# adding a center brace to a 125 gallon?



## Trevor (Jul 6, 2007)

Hi, 

I recently bought a secondhand 125 gallon that is the old style without a center brace. I have two 36" glass tops for it but no way to hold them up. Any ideas on how to add a brace? I don't think it needs it for support (it doesn't appear to bow at all), just to hold the glass top and lights from falling into the tank...

Thanks!


----------



## gforster (Jul 30, 2006)

If it doesn't need it for support, visit your local glass company. Get a strip as long as the depth of your tank and about 4 inches wide. Most glass shops have scraps that size laying around as extras.

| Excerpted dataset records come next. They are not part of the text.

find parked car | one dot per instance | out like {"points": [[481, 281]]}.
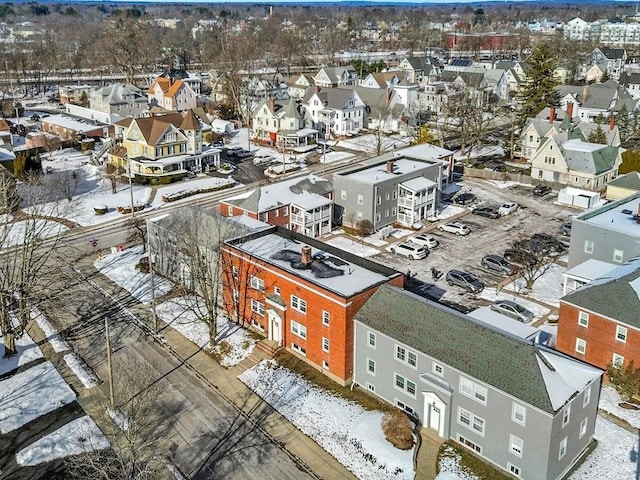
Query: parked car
{"points": [[486, 212], [498, 264], [464, 280], [508, 208], [424, 240], [541, 190], [409, 250], [465, 198], [513, 310], [455, 227]]}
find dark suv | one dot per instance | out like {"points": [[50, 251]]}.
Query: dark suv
{"points": [[464, 280]]}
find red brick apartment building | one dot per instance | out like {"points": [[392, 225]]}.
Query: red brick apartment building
{"points": [[301, 294], [600, 322]]}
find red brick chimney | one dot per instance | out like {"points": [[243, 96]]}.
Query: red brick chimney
{"points": [[305, 257]]}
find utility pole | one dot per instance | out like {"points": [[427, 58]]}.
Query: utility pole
{"points": [[112, 399]]}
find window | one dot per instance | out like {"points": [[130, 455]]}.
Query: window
{"points": [[519, 413], [405, 385], [583, 427], [515, 445], [298, 304], [618, 255], [298, 329], [617, 360], [621, 334], [588, 246], [371, 366], [257, 283], [372, 340], [563, 448], [566, 415], [587, 396], [257, 307], [583, 319]]}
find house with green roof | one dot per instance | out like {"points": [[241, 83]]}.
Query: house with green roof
{"points": [[526, 409]]}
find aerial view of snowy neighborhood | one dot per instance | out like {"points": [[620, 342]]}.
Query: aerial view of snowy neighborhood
{"points": [[304, 241]]}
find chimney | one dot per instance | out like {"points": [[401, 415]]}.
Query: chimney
{"points": [[305, 258]]}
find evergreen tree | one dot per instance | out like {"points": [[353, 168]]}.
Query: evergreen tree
{"points": [[539, 91]]}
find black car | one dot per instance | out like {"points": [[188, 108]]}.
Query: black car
{"points": [[486, 212], [541, 190], [465, 198]]}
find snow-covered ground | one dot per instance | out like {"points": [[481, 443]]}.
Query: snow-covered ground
{"points": [[78, 436], [344, 429]]}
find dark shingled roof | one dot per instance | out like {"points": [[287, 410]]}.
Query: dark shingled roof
{"points": [[509, 364]]}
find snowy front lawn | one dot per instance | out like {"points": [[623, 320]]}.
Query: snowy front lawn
{"points": [[344, 429]]}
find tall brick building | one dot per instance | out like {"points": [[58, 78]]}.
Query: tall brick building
{"points": [[301, 294]]}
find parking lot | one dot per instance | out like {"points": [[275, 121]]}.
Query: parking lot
{"points": [[488, 236]]}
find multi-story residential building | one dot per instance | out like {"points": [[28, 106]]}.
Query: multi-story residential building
{"points": [[402, 186], [301, 294], [610, 233], [301, 204], [600, 321], [526, 409], [119, 99]]}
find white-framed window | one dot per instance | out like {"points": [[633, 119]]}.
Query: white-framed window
{"points": [[617, 360], [618, 255], [587, 396], [297, 348], [516, 445], [473, 390], [621, 334], [257, 307], [583, 427], [588, 246], [298, 304], [257, 283], [371, 367], [583, 319], [562, 451], [371, 340], [405, 385], [519, 413], [298, 329], [566, 415]]}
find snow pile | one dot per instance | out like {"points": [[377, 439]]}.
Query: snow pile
{"points": [[78, 436], [56, 341], [77, 366], [31, 394], [344, 429]]}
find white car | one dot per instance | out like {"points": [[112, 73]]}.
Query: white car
{"points": [[507, 208], [458, 228], [424, 240]]}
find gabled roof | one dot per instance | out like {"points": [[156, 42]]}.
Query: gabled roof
{"points": [[621, 284], [536, 375]]}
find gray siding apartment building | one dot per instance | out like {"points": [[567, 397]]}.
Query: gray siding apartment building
{"points": [[402, 186], [610, 233], [522, 407]]}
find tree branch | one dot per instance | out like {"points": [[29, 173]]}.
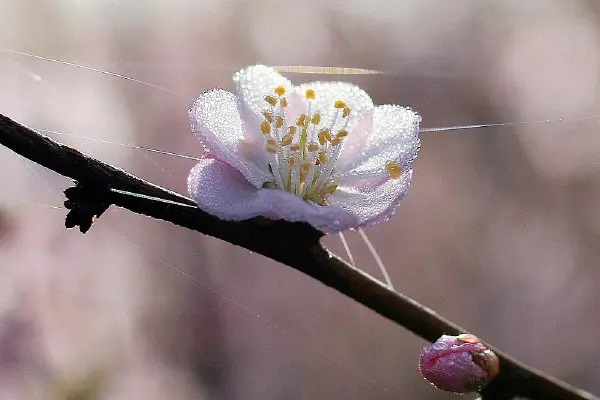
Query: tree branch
{"points": [[297, 245]]}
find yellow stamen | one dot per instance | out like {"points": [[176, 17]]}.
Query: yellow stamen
{"points": [[287, 140], [331, 188], [279, 91], [316, 119], [312, 146], [271, 100], [278, 121], [339, 104], [301, 119], [394, 169], [341, 134], [322, 157], [324, 136], [304, 170], [265, 127]]}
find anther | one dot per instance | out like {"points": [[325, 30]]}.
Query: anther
{"points": [[278, 121], [265, 127], [279, 91], [324, 136], [341, 134], [339, 104], [316, 119], [394, 169], [301, 120], [322, 157], [271, 100], [271, 146], [287, 140]]}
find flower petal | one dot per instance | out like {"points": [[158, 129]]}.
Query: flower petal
{"points": [[327, 93], [215, 120], [222, 191], [256, 82], [371, 200], [395, 137], [328, 219]]}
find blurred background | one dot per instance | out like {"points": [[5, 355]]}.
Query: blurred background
{"points": [[500, 230]]}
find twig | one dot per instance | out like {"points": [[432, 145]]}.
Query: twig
{"points": [[294, 244]]}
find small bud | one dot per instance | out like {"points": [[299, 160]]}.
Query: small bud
{"points": [[460, 364]]}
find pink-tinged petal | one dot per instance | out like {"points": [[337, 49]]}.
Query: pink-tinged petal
{"points": [[222, 191], [459, 364], [371, 200], [395, 137], [215, 120], [327, 93], [256, 82], [328, 219]]}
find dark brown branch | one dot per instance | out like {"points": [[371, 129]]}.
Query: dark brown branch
{"points": [[293, 244]]}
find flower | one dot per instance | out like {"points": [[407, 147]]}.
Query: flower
{"points": [[460, 364], [320, 153]]}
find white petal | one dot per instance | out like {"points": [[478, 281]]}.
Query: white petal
{"points": [[395, 137], [328, 219], [222, 191], [371, 200], [215, 120], [255, 82], [327, 93]]}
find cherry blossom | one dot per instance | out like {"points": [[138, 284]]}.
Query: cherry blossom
{"points": [[320, 152]]}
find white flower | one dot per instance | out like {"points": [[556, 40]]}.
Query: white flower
{"points": [[320, 152]]}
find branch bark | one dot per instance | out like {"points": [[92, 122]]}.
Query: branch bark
{"points": [[293, 244]]}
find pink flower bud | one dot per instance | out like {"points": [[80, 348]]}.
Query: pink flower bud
{"points": [[460, 364]]}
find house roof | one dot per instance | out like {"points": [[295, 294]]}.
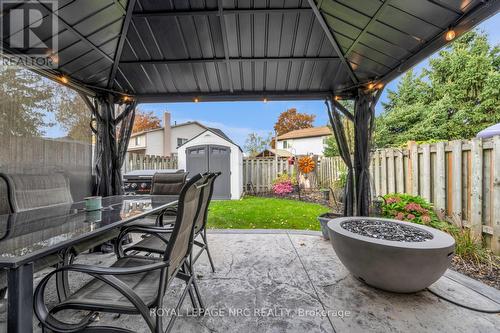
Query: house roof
{"points": [[240, 50], [173, 126], [306, 133], [146, 131], [215, 131]]}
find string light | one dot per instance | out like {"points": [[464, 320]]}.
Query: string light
{"points": [[450, 35]]}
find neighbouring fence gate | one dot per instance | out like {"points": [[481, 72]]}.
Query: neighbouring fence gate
{"points": [[148, 162]]}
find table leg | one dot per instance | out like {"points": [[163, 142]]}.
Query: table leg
{"points": [[20, 299]]}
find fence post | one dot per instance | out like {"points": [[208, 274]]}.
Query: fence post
{"points": [[413, 170], [400, 168], [440, 186], [383, 171], [495, 238], [377, 172], [426, 171], [391, 188], [476, 224]]}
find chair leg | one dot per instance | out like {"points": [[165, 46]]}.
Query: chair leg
{"points": [[198, 296], [204, 236], [62, 280]]}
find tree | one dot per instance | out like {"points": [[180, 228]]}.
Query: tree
{"points": [[291, 120], [457, 96], [74, 116], [145, 121], [25, 100], [255, 144]]}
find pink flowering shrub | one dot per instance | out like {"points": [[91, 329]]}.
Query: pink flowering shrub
{"points": [[411, 208], [283, 184]]}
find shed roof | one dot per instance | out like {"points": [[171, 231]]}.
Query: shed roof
{"points": [[307, 133], [241, 49]]}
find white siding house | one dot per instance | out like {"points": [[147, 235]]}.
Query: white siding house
{"points": [[305, 141], [165, 140]]}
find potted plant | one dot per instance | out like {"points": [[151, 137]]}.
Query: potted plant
{"points": [[338, 186], [326, 193]]}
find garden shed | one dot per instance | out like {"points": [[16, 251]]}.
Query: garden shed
{"points": [[213, 151]]}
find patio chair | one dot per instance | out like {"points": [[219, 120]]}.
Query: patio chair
{"points": [[164, 184], [157, 245], [21, 193], [133, 284]]}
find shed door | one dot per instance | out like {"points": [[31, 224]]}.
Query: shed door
{"points": [[212, 158]]}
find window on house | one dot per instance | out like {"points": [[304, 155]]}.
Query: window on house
{"points": [[181, 141]]}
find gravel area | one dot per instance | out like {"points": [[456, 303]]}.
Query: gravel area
{"points": [[387, 231], [487, 273]]}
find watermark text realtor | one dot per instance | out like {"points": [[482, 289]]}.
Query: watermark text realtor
{"points": [[30, 33]]}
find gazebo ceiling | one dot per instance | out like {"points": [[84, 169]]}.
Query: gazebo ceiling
{"points": [[179, 50]]}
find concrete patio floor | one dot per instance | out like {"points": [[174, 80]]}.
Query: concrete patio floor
{"points": [[284, 281]]}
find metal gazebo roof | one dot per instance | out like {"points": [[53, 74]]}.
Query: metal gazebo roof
{"points": [[229, 50]]}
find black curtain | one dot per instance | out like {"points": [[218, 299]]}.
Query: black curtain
{"points": [[364, 120], [345, 154], [110, 150]]}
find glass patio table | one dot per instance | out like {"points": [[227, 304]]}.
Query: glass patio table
{"points": [[32, 235]]}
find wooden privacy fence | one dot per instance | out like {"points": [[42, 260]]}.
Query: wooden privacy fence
{"points": [[461, 178], [148, 162], [259, 173]]}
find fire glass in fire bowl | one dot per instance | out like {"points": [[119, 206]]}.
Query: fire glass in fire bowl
{"points": [[389, 254]]}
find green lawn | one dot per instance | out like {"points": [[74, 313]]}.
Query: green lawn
{"points": [[264, 213]]}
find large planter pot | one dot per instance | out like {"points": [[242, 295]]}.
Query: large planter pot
{"points": [[323, 222], [402, 266]]}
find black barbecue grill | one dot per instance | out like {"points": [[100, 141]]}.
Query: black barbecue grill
{"points": [[139, 181]]}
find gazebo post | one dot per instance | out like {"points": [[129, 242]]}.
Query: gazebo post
{"points": [[364, 125]]}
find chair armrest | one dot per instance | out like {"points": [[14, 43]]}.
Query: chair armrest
{"points": [[99, 270], [104, 274]]}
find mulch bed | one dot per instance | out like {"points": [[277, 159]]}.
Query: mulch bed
{"points": [[487, 274], [309, 196]]}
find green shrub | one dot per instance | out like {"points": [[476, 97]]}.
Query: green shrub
{"points": [[415, 209], [285, 177]]}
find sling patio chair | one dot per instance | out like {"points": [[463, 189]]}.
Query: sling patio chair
{"points": [[157, 245], [133, 284]]}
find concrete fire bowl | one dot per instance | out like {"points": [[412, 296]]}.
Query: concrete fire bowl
{"points": [[397, 266]]}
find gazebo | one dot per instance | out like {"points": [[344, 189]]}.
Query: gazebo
{"points": [[139, 51]]}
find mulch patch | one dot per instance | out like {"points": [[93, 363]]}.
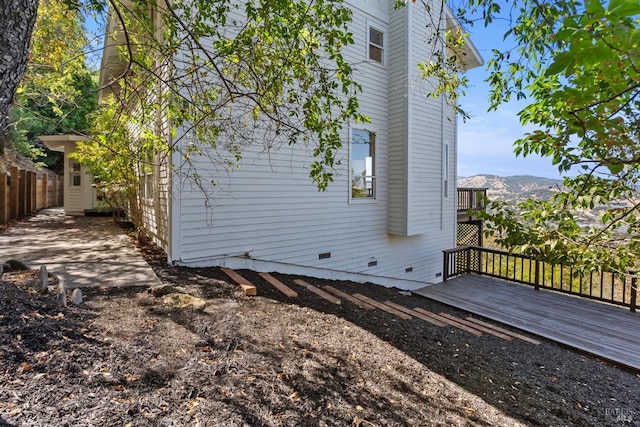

You could get them really cheap or even free. Set that strip down in the center and place your glass tops on - bam, you're done.


----------



## Trevor (Jul 6, 2007)

Good idea - thanks. One concern is that then the glass top will not sit properly in the groove on that side but in looking at the tank I think the groove is deep enough that it won't be a problem. I am not sure if that makes sense. I messed around with putting a brace in below the ridge that runs around the inside of the tank, but I think it would be too weak to support much. Anyway, I will give your solution a try and see how it looks. 

Thanks!


----------



## ingg (Apr 8, 2007)

You could also use a solid plastic piece, and rout it.

rout the to small ends that sit on the front and back of the tank on the bottom slightly,

then rout the top of the long ends all the way along.

This would make the flush channels you are after - I just don't know where to find the material. Was going to suggest plexiglass, but it will deform over time...


----------



## Trevor (Jul 6, 2007)

Ah, also a good idea. I had thought about doing that with a piece of oak, too. No access to a router though. I also thought about taking a few pieces of plateglass of the appropriate size and gluing them together in the same shape that would be accomplished by routing as you described. Hmmm...

Thanks!


----------



## blacksmith37 (Oct 10, 2006)

I would sure feel better with a centerbrace; I am conservative and have added braces to a few cheap 55s that didn't originally have one. I just measured the bow in my 125 that has a factory center brace about 12" long; it is very small ,no more than 0.020". 
Using only intuition . I would not like to see any more than a 0.050" bow in a 6' long tank (measure with a 6' level would be best, I fudged with a 4' level).


----------



## rs79 (Dec 7, 2004)

I inherited a 40 year old 40L tank and added three braces - one at each end and one in the middle. Not for strength - keep in mind it had been in service for 40 years, but to make covers and lights easier to handle. I simply cut the thickest glass I could find in the barn (3/16 I think, or 3mm - something like that - you NEVER want thin glass there, ask me how I know) to the EXACT width of the tank. Then you test fit them. If they're not a perfect fit throw it away and cut again.

When you get it right glop them up with silicone, pull the tank apart a bit - it WILL flex - then put the brace into place. I used a stack of books to keep the thing in place until the silicone set. Without them it will creep down.

I was imparient and used white silicone. It I wasn't an idiot I'd have waited a day and got some clear stuff.

Pics here:

http://images.aquaria.net/tanks/rjs/40L/2005/Apr/

I had to trim away the excess silicone as I was pretty messy about it. But that wasn't really a big deal to do.


----------